# 1" quill stem fitted to 1 1/8th threaded steerer. Is there a shim?



## LARRYJO (Aug 7, 2007)

I have a Nitto Dirt Drop stem in 1" and was wondering if there was a conversion adapter to make it fit into a 1 1/8th threaded steerer. Does anyone make a shim? Would a shim even work?
Thanks.


----------



## muddybuddy (Jan 31, 2007)

There is. Shown here included with a quill adapter thing. I've seen the shim by itself also, just didn't have the time to look for it.

STEM Mountain Bike DELTA QUILL ADAPTER 1-1/8 w/shim 799403112303 | eBay


----------



## Clockwork Bikes (Jun 17, 2006)

You just need a piece of 1" x .058" tube. Slice and debur it.

-Joel


----------



## banks (Feb 2, 2004)

If your 1" Nitto stem is a Quill, which I am guessing it is, there is not an adapter to use in a 1-1/8" fork. I do not know of an "shim" that will allow the 1" Quill to work correctly.


----------



## LARRYJO (Aug 7, 2007)

muddybuddy said:


> There is. Shown here included with a quill adapter thing. I've seen the shim by itself also, just didn't have the time to look for it.
> 
> STEM Mountain Bike DELTA QUILL ADAPTER 1-1/8 w/shim 799403112303 | eBay


Thanks,
It looks like this will work but I just need the shim not the whole kit.
I will weigh my options and figure out what to do.
Cheers.


----------



## 1 cog frog (Dec 21, 2004)

banks said:


> If your 1" Nitto stem is a Quill, which I am guessing it is, there is not an adapter to use in a 1-1/8" fork. I do not know of an "shim" that will allow the 1" Quill to work correctly.
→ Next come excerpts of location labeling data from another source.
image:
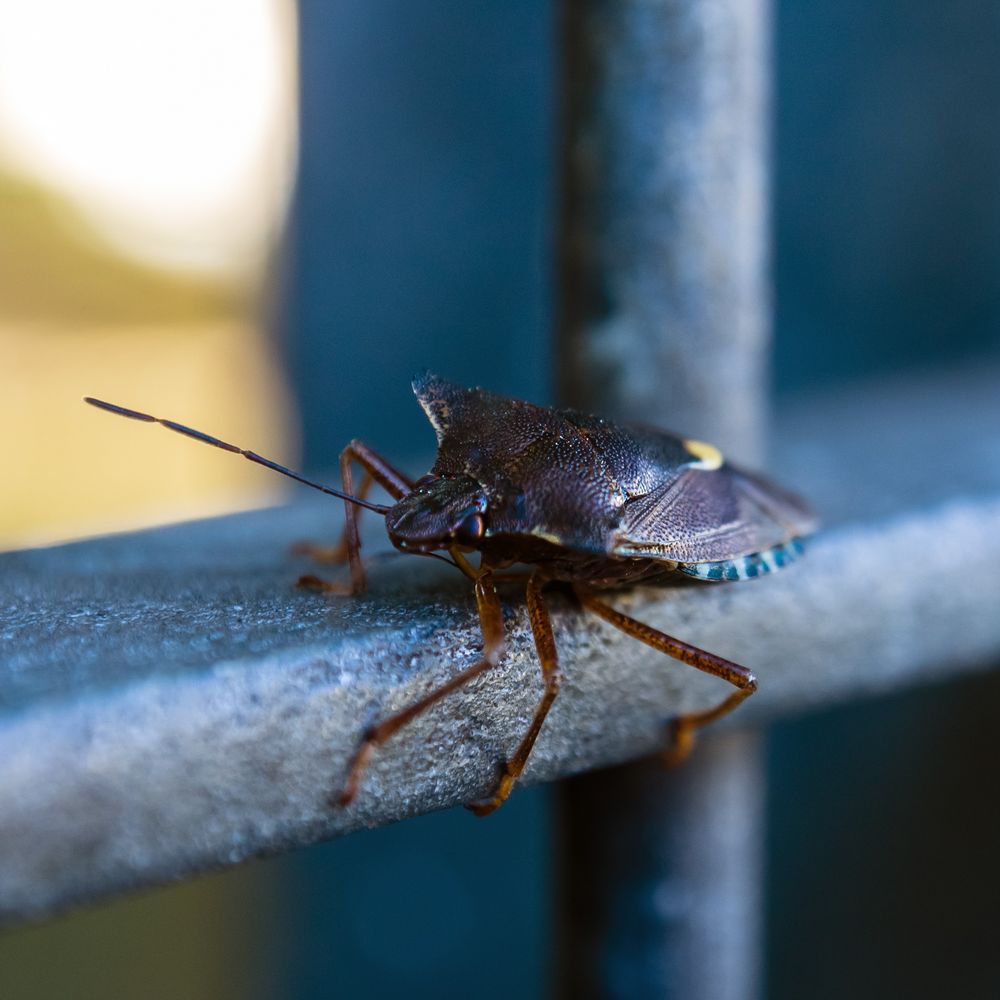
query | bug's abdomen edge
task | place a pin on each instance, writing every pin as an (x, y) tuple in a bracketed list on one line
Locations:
[(745, 567)]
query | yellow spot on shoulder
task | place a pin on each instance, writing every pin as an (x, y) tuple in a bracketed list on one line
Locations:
[(708, 456)]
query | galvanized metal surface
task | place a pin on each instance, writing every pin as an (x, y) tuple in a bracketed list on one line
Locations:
[(664, 295), (170, 703), (665, 318)]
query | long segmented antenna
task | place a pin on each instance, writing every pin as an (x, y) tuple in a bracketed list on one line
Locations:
[(225, 446)]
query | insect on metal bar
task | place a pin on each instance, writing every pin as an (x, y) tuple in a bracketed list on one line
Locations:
[(588, 503)]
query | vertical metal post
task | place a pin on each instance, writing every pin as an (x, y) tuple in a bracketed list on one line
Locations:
[(664, 319)]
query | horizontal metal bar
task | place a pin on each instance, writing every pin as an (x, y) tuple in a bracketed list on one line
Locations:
[(170, 703)]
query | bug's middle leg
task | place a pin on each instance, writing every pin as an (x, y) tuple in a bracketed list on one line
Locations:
[(377, 470), (683, 727), (541, 627), (491, 621)]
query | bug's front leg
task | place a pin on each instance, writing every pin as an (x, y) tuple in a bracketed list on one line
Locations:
[(491, 622), (377, 470), (683, 727)]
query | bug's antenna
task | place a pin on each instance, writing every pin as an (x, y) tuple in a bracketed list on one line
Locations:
[(225, 446)]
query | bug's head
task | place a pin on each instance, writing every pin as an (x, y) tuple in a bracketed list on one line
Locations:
[(439, 513)]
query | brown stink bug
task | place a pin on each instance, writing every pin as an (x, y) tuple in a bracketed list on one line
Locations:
[(588, 503)]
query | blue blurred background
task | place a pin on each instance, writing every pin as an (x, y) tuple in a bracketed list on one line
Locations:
[(420, 235)]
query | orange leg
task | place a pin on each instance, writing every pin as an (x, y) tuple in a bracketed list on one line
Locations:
[(541, 627), (491, 620), (377, 470), (684, 727)]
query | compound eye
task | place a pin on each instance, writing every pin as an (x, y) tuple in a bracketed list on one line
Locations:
[(470, 529)]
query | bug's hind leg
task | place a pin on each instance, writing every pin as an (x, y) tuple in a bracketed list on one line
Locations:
[(491, 621), (348, 550), (683, 727), (541, 627)]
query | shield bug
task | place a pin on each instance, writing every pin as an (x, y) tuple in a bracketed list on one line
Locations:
[(588, 503)]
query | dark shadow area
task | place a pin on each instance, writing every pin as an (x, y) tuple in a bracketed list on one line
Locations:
[(884, 825)]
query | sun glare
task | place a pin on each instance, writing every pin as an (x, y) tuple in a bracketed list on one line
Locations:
[(169, 121)]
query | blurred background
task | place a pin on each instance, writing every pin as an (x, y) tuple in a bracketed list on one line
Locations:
[(260, 217)]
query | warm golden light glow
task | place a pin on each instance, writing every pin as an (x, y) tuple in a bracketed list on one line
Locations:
[(168, 120)]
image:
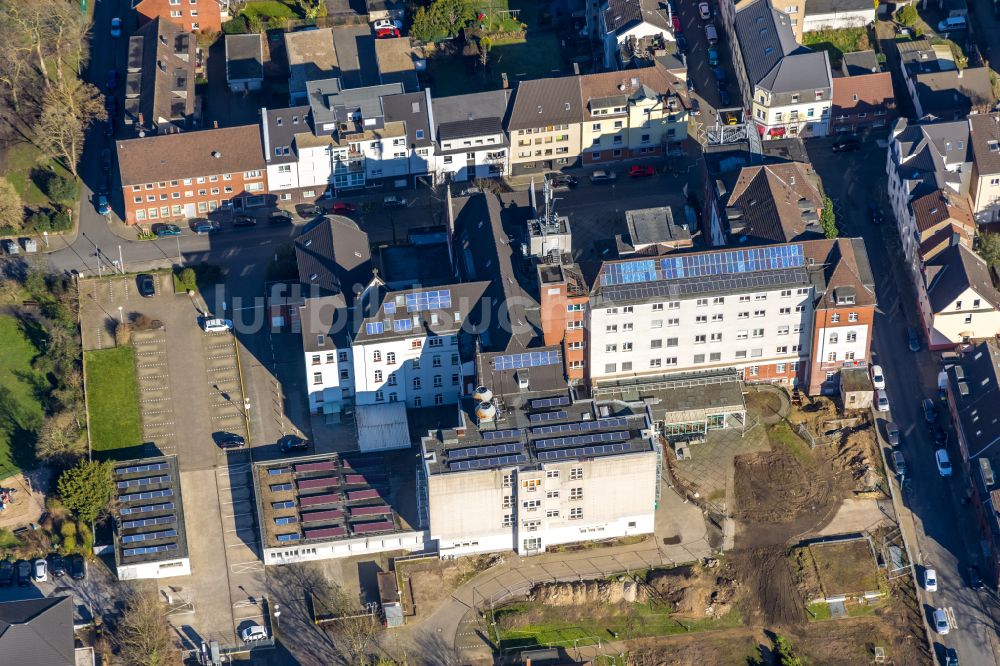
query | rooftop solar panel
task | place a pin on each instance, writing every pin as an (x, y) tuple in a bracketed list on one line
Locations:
[(548, 416), (370, 511), (428, 300), (326, 532), (526, 360), (502, 434), (146, 508), (323, 482), (322, 516), (369, 528), (581, 440), (481, 451), (322, 466)]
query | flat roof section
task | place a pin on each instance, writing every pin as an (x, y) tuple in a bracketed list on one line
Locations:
[(149, 525)]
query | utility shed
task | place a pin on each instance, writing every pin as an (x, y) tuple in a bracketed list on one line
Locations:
[(856, 388)]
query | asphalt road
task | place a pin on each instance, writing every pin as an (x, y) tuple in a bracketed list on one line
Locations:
[(946, 538)]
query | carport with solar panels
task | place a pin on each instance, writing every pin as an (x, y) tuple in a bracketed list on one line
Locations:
[(552, 434), (324, 499), (150, 517)]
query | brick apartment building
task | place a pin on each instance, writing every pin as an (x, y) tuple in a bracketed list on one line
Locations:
[(173, 177), (192, 15)]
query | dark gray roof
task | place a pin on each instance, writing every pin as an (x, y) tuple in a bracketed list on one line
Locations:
[(334, 258), (280, 127), (955, 270), (985, 140), (411, 109), (542, 102), (244, 57), (37, 632)]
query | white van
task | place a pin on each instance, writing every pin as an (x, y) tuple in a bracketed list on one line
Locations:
[(953, 23)]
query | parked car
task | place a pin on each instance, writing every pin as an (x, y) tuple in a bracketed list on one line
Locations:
[(77, 567), (878, 379), (342, 208), (290, 443), (253, 633), (57, 565), (228, 440), (40, 571), (563, 180), (941, 621), (216, 325), (930, 580), (943, 462), (144, 283), (899, 463), (892, 433), (846, 145), (641, 170), (975, 580), (930, 414), (23, 573), (202, 226), (165, 230), (6, 573)]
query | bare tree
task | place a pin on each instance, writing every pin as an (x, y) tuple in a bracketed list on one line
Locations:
[(142, 636), (70, 107), (11, 206)]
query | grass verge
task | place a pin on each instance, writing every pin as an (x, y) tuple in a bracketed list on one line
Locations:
[(113, 399)]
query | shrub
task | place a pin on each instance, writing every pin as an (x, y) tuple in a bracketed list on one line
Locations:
[(62, 189)]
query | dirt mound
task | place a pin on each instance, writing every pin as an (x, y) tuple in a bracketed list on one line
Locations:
[(586, 593), (769, 597)]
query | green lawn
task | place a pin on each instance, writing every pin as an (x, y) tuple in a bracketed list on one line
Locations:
[(113, 399), (561, 626), (838, 42), (21, 412)]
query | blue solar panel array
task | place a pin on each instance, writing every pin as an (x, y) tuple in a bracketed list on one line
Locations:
[(580, 440), (480, 463), (148, 508), (502, 434), (479, 451), (149, 550), (732, 262), (428, 300), (526, 360), (544, 403), (583, 452), (548, 416), (583, 426)]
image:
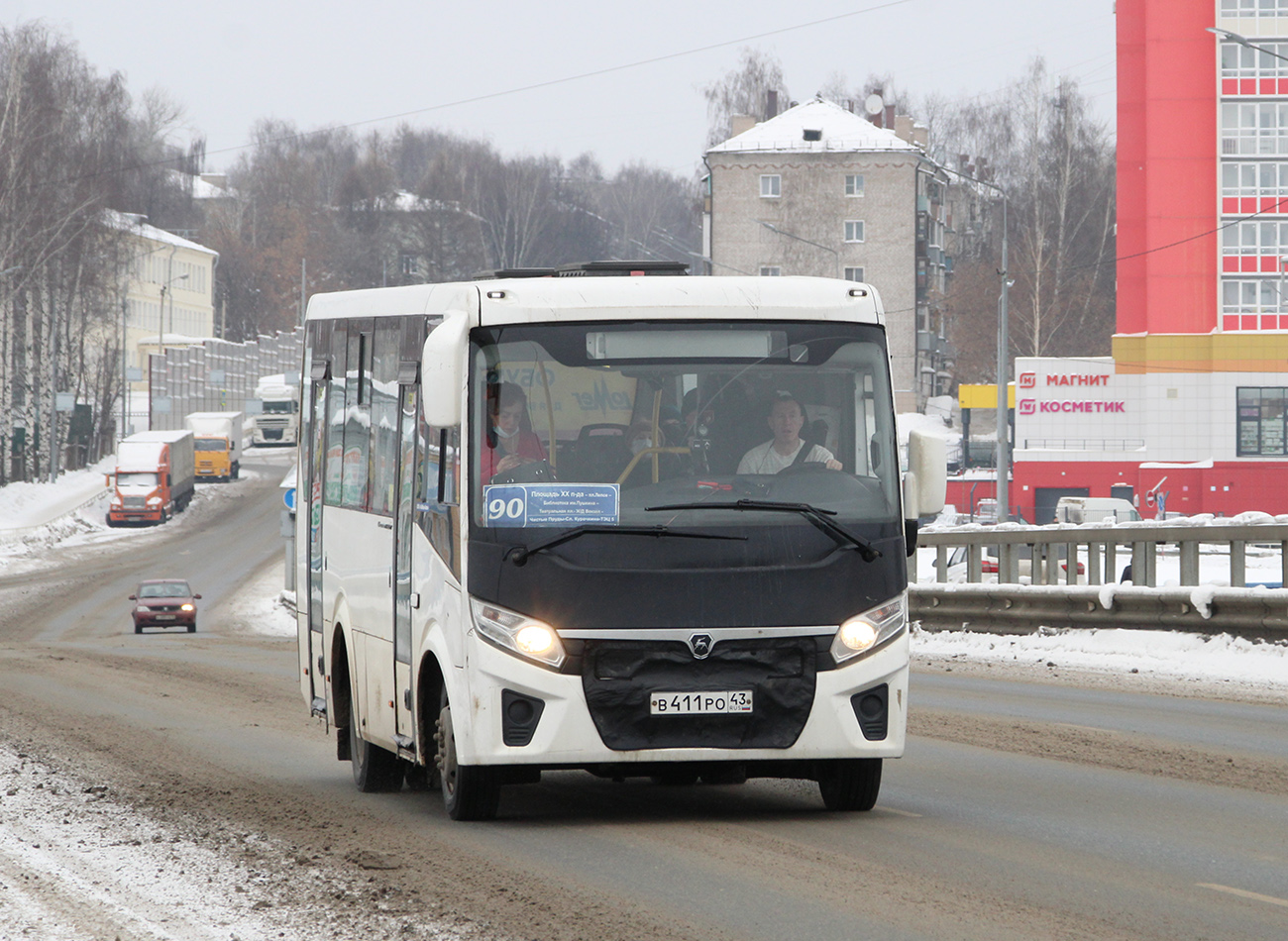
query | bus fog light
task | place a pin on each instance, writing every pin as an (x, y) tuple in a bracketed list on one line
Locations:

Not so, as shown above, it can work quite well. I didn't have access to 1"X.058" tubing, but I had a lathe, aluminum bar stock, and time! Made one and it worked perfectly. It is probably rolling around in my tool box somewhere.

I'll see if I can find it.

frog


----------



## 1 cog frog (Dec 21, 2004)

*Pics*

Here's the one I made. It works just fine. Not sure I need it anymore, Larryjo, send me a PM if you want it.

frog


----------